恋愛ってなによ

昨夜別れようと言われた。自由が欲しいのだという。好きだけど、面倒。大事だけど、煩わされたくない。君がいると、自分勝手に生きられない。
電話口で私はどうして、と泣いた。そう口にしながらも頭では理解していた。そんなの私だって常にうっすらと感じている。でも、人と人とが付き合うって、そういうことだと思っている。そして私にとってその気遣いや何やらはそこまで負担にならない。
結局、そんな不自由さより、私は自分だけを愛してくれる人の温もりを失いたくなくて、彼は恋人同士の安定感・安心感より自分の道を思うがままに謳歌したいと願っている、そういうこと。

朝まで過ごした。そんなのおかしいと言って嫌がる彼を最後だからと無理矢理引っ張った。「また情に流されてしまう」それでもいいよ。昔、二股をかけられた挙句、愛人でいいとまで言って彼氏(だった人)に関係を続けさせた女の人の話を聞いて理解が出来なかったけれど、今ならわかる。というか、それは今の私そのもの。

ホテルで彼はひたすら過去形だった。「楽しかったね」「愛してたよ」「結婚しようと思ってた」。それを聞いていたら何だか笑えてきた。もう、思い出?私たちの3年半は、昨日までご飯一緒に作ってコタツでテレビ観てた毎日は、そんなにいとも簡単に「古き良き思い出」になった?
取り敢えず、泣かないと約束していたので(そんな約束クソ食らえ)、部屋にあった桃鉄で遊んだ。USAバージョン、10年分。9年目までは私が順調だったのに、最後、何たらボンビーに物件をほとんど吹き飛ばされて一気に形勢逆転。最後の一年は散々な出来で、一方彼はぐんぐん資産を増やして、最後は見事に勝利を収めてしまった。

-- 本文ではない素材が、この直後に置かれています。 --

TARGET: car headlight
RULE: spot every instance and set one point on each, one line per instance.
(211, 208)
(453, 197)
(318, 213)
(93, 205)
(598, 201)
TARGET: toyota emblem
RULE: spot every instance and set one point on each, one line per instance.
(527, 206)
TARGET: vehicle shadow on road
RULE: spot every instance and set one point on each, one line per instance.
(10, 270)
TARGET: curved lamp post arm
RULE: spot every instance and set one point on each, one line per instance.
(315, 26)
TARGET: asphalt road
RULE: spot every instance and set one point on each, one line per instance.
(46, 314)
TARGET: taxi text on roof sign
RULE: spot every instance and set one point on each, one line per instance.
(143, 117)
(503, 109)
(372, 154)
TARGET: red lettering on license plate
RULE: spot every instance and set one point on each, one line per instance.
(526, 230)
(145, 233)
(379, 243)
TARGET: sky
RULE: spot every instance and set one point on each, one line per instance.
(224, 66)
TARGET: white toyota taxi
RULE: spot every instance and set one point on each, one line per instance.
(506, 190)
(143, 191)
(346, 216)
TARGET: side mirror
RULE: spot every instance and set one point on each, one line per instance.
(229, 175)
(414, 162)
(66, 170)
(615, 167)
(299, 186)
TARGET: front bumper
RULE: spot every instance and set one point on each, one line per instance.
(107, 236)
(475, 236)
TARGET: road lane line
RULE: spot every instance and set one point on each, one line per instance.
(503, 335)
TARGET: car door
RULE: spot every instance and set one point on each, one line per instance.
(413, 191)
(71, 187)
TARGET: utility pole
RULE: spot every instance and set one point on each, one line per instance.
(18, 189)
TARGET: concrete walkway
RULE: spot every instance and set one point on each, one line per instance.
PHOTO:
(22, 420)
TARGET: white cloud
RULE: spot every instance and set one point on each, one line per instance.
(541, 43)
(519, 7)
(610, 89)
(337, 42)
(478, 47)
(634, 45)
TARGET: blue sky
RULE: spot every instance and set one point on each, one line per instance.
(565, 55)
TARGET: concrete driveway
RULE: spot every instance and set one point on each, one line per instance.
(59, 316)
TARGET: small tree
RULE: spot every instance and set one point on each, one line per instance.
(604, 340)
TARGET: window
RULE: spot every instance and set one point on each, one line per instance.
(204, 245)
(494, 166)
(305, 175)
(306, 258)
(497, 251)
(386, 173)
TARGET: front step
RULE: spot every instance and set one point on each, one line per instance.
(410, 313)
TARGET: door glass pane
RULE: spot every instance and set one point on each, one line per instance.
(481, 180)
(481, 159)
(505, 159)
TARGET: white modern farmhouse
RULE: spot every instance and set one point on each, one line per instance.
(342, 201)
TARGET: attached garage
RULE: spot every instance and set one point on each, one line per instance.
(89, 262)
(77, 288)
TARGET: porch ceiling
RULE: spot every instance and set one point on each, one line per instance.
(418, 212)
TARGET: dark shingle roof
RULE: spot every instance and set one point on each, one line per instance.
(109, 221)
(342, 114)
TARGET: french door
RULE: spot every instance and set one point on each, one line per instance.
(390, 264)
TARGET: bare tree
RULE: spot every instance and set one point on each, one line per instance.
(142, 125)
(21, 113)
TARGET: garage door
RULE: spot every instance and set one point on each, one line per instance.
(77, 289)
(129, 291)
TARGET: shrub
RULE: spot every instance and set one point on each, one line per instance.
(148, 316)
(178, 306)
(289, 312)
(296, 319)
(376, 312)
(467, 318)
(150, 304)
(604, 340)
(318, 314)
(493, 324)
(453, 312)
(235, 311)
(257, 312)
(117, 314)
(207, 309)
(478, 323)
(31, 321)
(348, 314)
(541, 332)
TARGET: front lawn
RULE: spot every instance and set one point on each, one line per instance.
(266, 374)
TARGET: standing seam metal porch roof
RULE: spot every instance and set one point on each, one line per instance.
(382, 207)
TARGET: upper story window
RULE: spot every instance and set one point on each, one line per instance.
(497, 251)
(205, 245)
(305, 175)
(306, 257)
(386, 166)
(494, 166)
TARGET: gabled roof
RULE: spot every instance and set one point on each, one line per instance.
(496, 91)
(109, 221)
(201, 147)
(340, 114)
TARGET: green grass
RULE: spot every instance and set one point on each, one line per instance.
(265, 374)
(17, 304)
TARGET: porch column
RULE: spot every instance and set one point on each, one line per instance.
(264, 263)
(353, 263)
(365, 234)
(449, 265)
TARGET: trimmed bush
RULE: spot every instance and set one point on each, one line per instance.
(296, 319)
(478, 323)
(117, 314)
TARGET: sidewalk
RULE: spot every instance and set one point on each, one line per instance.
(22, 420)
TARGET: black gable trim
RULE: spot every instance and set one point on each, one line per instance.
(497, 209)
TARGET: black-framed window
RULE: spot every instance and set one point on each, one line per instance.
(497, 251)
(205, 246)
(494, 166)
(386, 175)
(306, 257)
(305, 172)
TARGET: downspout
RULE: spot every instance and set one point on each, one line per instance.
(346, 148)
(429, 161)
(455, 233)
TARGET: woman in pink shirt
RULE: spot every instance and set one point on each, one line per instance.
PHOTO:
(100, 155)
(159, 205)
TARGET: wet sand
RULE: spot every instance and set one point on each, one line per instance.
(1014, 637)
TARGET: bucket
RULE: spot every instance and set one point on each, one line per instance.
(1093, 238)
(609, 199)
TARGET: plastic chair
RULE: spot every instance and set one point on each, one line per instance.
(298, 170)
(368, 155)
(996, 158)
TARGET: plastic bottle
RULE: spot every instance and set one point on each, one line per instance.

その間彼は、車の中では決して触れようとしなかった私の身体をずっと抱っこして、時折髪を撫でながら「気持ちいい」と言ったりした。私は天井を仰いで、口の端をあげて笑った。生きるのってしんどいなぁと心から思ったけれど、泣いてしまう訳にはいかなかった。


相手はずっとしないと言い切っていたけれど、した。2人して昼前まで眠った。
眠りに落ちる間際、彼は「恋人同士に戻ろう」と囁き「これからはライトな恋人になろうぜ」と言った。戻るも何も、私の中ではまだ終わっていなかったのに。なにそれライトって一体何だろうと考えている間に、意識を失った。夢は見なかった。